Introduction into Africa of some Songola food plants | ||
Plants | Older date | Origin or region/diffusion route |
Rice | ≈ 700 | Coasts of Eastern Africa. Trade routes with India and the Arab world. |
Maize | ≈1550 | Royaume de Kongo (1591)[2] |
Cassava | ≈ 1600 | North Loango Coast (1611-1612)[3] |
Plantain bananas (Musa AAB) | ≈ 1000 BC | Asian cultivar package with taro (Colocasia esculenta (L.) Schott) & water-yam (Dioscorea alata L.) coming from Asia to Central and West Africa (Blench 2009, 376). |
Oil palms (Elaeis guineensis JACQ.) | ≈ 2000 BC | Part of the agricultural package of the Bantu-speaking peoples in the Central Africa forest. Very ancient food use thought to have been brought from the today Cameroon around 2000 BC. |
The Songola call all the alcoholic beverages malu, which has the following indigenous varieties: a) malu mi ibilà, fermented sap of oil palm (ibilà, Elaeis guineensis), b) malu mi jbôndô, fermented sap of Raphia palm (îbôndô, Raphia sp.), c) kuku, sugarcane juice fermented with 15 % volume of fermented palm sap as starter. Varieties a) and b) are called malu mi màânjj, (literally "liquor of water"). These palm wines are very popular whereas the sugarcane wine is no longer consumed. Beside these fermented beverages which can be categorized as wines, the Songola brew their beers with unhusked rice (mùfùngà), maize (ìsàngû), and cassava (môsôngy) depending on the available tubers or grain. These are often mixed together for the same brew, but not prepared with the same process.
Remarks :
- Of the 6 Songola sub-groups, 5 are slash-and-burn farmers. This technique is presented as archaic or reserved for the dense forest areas of the planet. However, it is the Songola and neighbouring peoples who have mastered one of the most sophisticated brewing techniques.
- Rice arrived in Central Africa around the 8th-9th centuries. Is the amylolytic ferment technique related to the new rice cultivation? Difficult to answer. Mrs Ankei tries to make some deductions based on the technical constraints of brewing beer. However, the historical data were lacking in the 1980s, and still are today.

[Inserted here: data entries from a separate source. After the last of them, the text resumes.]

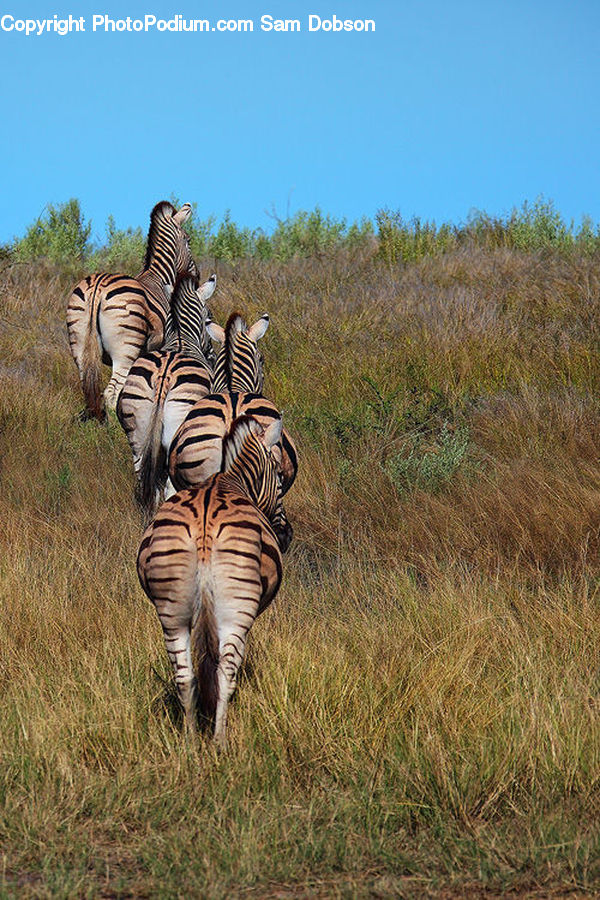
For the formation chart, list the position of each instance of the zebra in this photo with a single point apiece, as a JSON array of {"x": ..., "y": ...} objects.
[
  {"x": 163, "y": 384},
  {"x": 112, "y": 318},
  {"x": 210, "y": 562},
  {"x": 196, "y": 449},
  {"x": 239, "y": 365}
]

- The history of these beers brewed with amylolytic ferments is non-existent. It is not known how old they are. The multiplicity of alcoholic beverages of the Songola (palm wines, beers, distilled spirits) attest to an elaborate technical tradition. However, amylolytic ferments could have been introduced from the east coast of Africa by people of Indian (not Japanese!) origin. Ankei argues for an African origin of this technique. She suggests that it originated on the east coast of Africa and was later adopted by the peoples of the Congolese forest (Ankei 1986, 45-46).
- The archaeological research on the birth of agricultural practices of the Bantu-speaking peoples will perhaps provide answers if the projects integrate the analysis of pottery, possible receptacles of fermented starch (Crowther & al. 2017).
[1] This type of beer brewing occurs in African regions where pastoralists and cultivators meet and where these specialised populations have to cooperate. For example the Peuls and the farmers along the Niger bassin, the northern herders and the southern farmers stretching between Darfur and Lake Chad, or the herders-farmers cooperating in inland territories from Kenya to Tanzania and most often defending from the slave-hunting undertaken by the swahili trading states.
[2] The earliest mention of maize in the Kongo kingdom, written by Pigafetta in 1591, relates the stay of Duarte Lopes between 1570 and 1583. An earlier Jesuit account from 1548 does not mention it (Vansina 1962 : 387) (Bahuchet, Philippson (1998), Les plantes d'origine américaine en Afrique bantoue. Une approche linguistique, 4).
[3] Around 1620, Bras Correa indicates that mandioca has been planted there as in Brazil 'for a few years'. Samuel Brun discovered cassava on the northern coast of Loango, in Mayomba (1611-1612).